En el corazón de la Pascua, la luz de Cristo resucitado no solo ilumina los templos, sino también las periferias, los puertos, los caminos invisibles por los que transitan tantas vidas frecuentemente olvidadas. Entre ellas se encuentra la de los marineros: hombres y mujeres que atraviesan mares y océanos llevando el peso silencioso del comercio mundial, pero también el de la soledad, el desarraigo y, no pocas veces, la precariedad. Es aquí donde la luz pascual se convierte en gesto concreto a través de la acogida, como la que ofrece el proyecto diocesano Stella Maris en el puerto de Tarragona.
Acoger, en clave cristiana, no es un simple acto de cortesía ni una respuesta puntual a una necesidad. Es una actitud profunda que nace del mismo corazón del Evangelio. Cristo resucitado se hace presente en aquel que llega, en aquel que busca refugio, en aquel que necesita ser reconocido en su dignidad. «Fui forastero y me hospedasteis,» (Mt 25,35) no es una metáfora, sino un criterio de vida. En cada marinero que desembarca en un puerto desconocido, a menudo lejos de su casa durante meses, la Iglesia reconoce el rostro de Cristo que pide hospitalidad.
El proyecto Stella Maris, fiel a esta intuición evangélica, se convierte en una expresión viva de la caridad eclesial en el mundo marítimo. No se trata solo de ofrecer servicios —conexión a internet, asesoramiento legal, espacios de descanso—, sino también de crear lugares de encuentro donde la persona es mirada, escuchada y amada. Esta acogida integral responde a una visión profunda de la persona humana, tal como la propone la doctrina social de la Iglesia: una dignidad inalienable que no depende de la nacionalidad, de la situación laboral ni de la utilidad económica.
En un mundo globalizado, donde los flujos comerciales son constantes pero las relaciones humanas a menudo se vuelven frágiles, Stella Maris recuerda que la globalización también debe ser de la solidaridad.

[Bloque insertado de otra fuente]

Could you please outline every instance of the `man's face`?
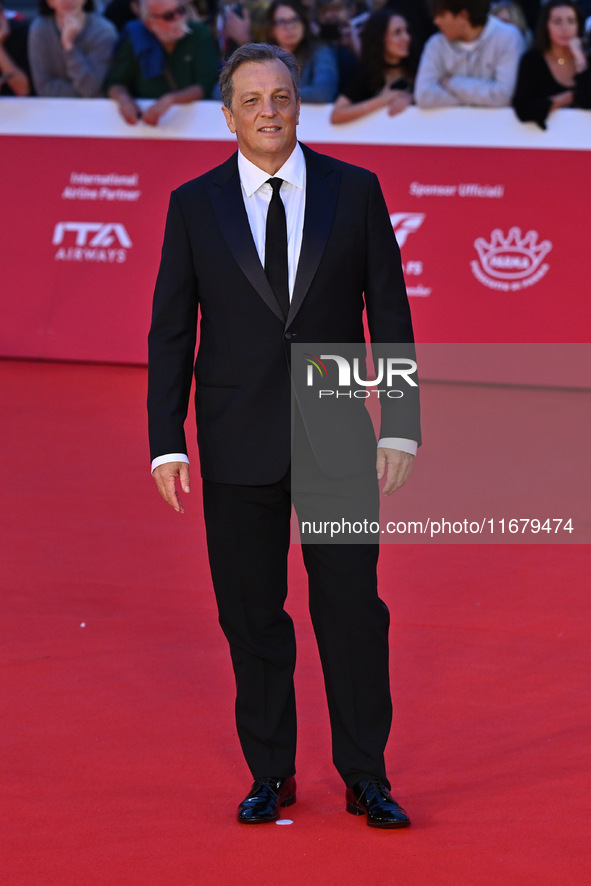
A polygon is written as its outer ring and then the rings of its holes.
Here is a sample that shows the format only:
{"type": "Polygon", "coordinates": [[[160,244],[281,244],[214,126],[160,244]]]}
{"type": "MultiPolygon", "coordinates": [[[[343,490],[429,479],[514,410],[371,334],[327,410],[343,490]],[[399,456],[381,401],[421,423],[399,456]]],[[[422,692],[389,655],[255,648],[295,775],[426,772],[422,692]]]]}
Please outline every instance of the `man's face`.
{"type": "Polygon", "coordinates": [[[232,81],[232,110],[222,109],[228,128],[247,160],[274,175],[297,142],[300,102],[291,74],[279,59],[244,62],[232,81]]]}
{"type": "Polygon", "coordinates": [[[468,13],[462,10],[454,15],[449,9],[438,13],[433,19],[435,27],[439,28],[444,37],[450,42],[454,40],[463,40],[466,36],[467,26],[469,25],[468,13]]]}
{"type": "Polygon", "coordinates": [[[164,46],[174,46],[189,32],[187,11],[182,0],[149,0],[142,21],[164,46]]]}

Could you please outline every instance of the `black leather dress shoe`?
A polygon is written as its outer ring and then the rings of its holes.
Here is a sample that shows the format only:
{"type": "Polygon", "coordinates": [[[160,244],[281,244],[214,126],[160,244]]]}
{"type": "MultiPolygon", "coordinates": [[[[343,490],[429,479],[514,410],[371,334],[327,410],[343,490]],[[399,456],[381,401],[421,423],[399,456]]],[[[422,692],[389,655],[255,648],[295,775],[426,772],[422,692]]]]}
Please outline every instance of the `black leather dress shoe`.
{"type": "Polygon", "coordinates": [[[407,828],[410,819],[379,778],[362,778],[347,788],[347,812],[367,814],[372,828],[407,828]]]}
{"type": "Polygon", "coordinates": [[[296,801],[296,780],[290,778],[257,778],[248,797],[238,807],[238,821],[262,824],[277,821],[280,806],[296,801]]]}

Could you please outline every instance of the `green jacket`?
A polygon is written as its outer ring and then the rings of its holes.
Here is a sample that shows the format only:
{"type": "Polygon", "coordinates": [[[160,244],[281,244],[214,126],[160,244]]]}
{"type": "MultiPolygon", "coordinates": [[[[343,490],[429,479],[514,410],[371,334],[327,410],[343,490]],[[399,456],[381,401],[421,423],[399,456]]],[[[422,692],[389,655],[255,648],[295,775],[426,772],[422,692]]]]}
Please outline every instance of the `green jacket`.
{"type": "Polygon", "coordinates": [[[199,22],[188,25],[191,32],[179,40],[170,54],[165,53],[168,76],[162,73],[148,79],[142,75],[131,40],[124,32],[105,88],[125,86],[134,98],[160,98],[167,92],[199,85],[208,98],[218,76],[215,41],[206,25],[199,22]]]}

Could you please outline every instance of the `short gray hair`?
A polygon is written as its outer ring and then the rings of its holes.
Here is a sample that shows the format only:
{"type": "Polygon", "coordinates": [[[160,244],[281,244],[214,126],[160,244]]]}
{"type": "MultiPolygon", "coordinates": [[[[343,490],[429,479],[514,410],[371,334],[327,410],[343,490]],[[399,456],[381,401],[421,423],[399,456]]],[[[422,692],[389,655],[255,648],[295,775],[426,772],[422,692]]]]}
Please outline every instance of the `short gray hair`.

El mar, que une continentes, no puede convertirse en un espacio de aislamiento para quienes trabajan en él. La acogida a los marineros es, en este sentido, una forma concreta de promover el bien común y de defender los derechos de los trabajadores, especialmente de los más vulnerables. Es una manera de decir que ninguna persona es invisible a los ojos de Dios ni debería serlo a los nuestros.
Además, la acogida tiene una dimensión profundamente eclesial. La Iglesia se reconoce a sí misma como casa abierta, como madre que acoge a todos sus hijos, especialmente a quienes viven en situaciones de frontera. Los puertos se convierten así en lugares privilegiados de misión, no tanto para hacer proselitismo, sino para hacer presente el amor gratuito de Dios. En este sentido, Stella Maris es signo de una Iglesia en salida, que no espera, sino que sale al encuentro.
En esta segunda «luz de Pascua», somos invitados a contemplar la acogida no como una opción entre muchas, sino como una exigencia de la fe. El Resucitado nos precede en cada puerto, en cada rostro cansado, en cada historia que pide ser escuchada. Y que, como Stella Maris, sepamos hacer del servicio discreto y fiel una verdadera epifanía del amor de Dios en medio del mundo.